When I tried to calculate_feature_matrix by chunks, I kept encountering ValueError, following which a Fatal Python error usually occurred. Please note this error only occured after some chunks calculation, and no error showed up if I continued from where it failed with restarting the python script. Please see below for full trace info.
2022-11-10 15:31:53,351 - distributed.worker_memory - WARNING - Unmanaged memory use is high. This may indicate a memory leak or the memory may not be released to the OS; see https://distributed.dask.org/en/latest/worker-memory.html#memory-not-released-back-to-the-os for more information. -- Unmanaged memory: 3.04 GiB -- Worker memory limit: 3.79 GiB
Traceback (most recent call last):
File "/home/zzz/python/test.py", line 306, in ft_test
feature_matrix_ = ft.calculate_feature_matrix(
File "/home/zzz/.conda/envs/test/lib/python3.9/site-packages/featuretools/computational_backends/calculate_feature_matrix.py", line 316, in calculate_feature_matrix
feature_matrix = parallel_calculate_chunks(
File "/home/zzz/.conda/envs/test/lib/python3.9/site-packages/featuretools/computational_backends/calculate_feature_matrix.py", line 792, in parallel_calculate_chunks
client.replicate([_es, _saved_features])
File "/home/zzz/.conda/envs/test/lib/python3.9/site-packages/distributed/client.py", line 3481, in replicate
return self.sync(
File "/home/zzz/.conda/envs/test/lib/python3.9/site-packages/distributed/utils.py", line 338, in sync
return sync(
File "/home/zzz/.conda/envs/test/lib/python3.9/site-packages/distributed/utils.py", line 405, in sync
raise exc.with_traceback(tb)
File "/home/zzz/.conda/envs/test/lib/python3.9/site-packages/distributed/utils.py", line 378, in f
result = yield future
File "/home/zzz/.conda/envs/test/lib/python3.9/site-packages/tornado/gen.py", line 762, in run
value = future.result()
File "/home/zzz/.conda/envs/test/lib/python3.9/site-packages/distributed/client.py", line 3439, in _replicate
await self.scheduler.replicate(
File "/home/zzz/.conda/envs/test/lib/python3.9/site-packages/distributed/core.py", line 1153, in send_recv_from_rpc
return await send_recv(comm=comm, op=key, **kwargs)

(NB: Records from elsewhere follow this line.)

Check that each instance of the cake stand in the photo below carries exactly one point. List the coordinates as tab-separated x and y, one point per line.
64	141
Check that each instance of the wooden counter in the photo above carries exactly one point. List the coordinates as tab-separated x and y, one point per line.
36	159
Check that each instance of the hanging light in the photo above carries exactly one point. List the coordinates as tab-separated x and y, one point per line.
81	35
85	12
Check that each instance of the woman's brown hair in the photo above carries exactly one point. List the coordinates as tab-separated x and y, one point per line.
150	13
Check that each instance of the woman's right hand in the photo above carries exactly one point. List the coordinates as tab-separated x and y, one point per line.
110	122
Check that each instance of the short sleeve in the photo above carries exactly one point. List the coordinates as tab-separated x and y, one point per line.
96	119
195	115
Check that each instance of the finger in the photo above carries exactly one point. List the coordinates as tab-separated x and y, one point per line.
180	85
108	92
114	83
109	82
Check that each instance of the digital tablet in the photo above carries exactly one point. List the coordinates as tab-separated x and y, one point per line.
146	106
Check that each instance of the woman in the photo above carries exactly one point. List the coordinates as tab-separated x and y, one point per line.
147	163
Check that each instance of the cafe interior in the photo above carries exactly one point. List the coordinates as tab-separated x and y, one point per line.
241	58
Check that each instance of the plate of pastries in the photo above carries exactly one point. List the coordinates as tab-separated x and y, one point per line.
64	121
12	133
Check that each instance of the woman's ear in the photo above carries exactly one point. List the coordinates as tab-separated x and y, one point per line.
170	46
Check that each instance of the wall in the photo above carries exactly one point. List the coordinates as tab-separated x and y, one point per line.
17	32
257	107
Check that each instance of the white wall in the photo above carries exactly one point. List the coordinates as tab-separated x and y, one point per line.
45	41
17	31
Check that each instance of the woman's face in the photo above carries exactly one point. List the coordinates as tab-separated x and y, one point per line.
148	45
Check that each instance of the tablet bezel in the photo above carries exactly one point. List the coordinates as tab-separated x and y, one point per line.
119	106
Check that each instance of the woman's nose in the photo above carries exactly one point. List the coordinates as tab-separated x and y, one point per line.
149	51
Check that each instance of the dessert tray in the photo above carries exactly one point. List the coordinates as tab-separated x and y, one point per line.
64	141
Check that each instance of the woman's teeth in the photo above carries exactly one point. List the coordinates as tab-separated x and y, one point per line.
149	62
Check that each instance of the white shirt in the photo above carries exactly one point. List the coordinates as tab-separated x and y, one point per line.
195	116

File "/home/zzz/.conda/envs/test/lib/python3.9/site-packages/distributed/core.py", line 943, in send_recv
raise exc.with_traceback(tb)
File "/home/zzz/.conda/envs/test/lib/python3.9/site-packages/distributed/core.py", line 769, in _handle_comm
result = await result
File "/home/zzz/.conda/envs/test/lib/python3.9/site-packages/distributed/scheduler.py", line 5781, in replicate
for ws in random.sample(tuple(workers - ts.who_has), count):
File "/home/zzz/.conda/envs/test/lib/python3.9/random.py", line 449, in sample
raise ValueError("Sample larger than population or is negative")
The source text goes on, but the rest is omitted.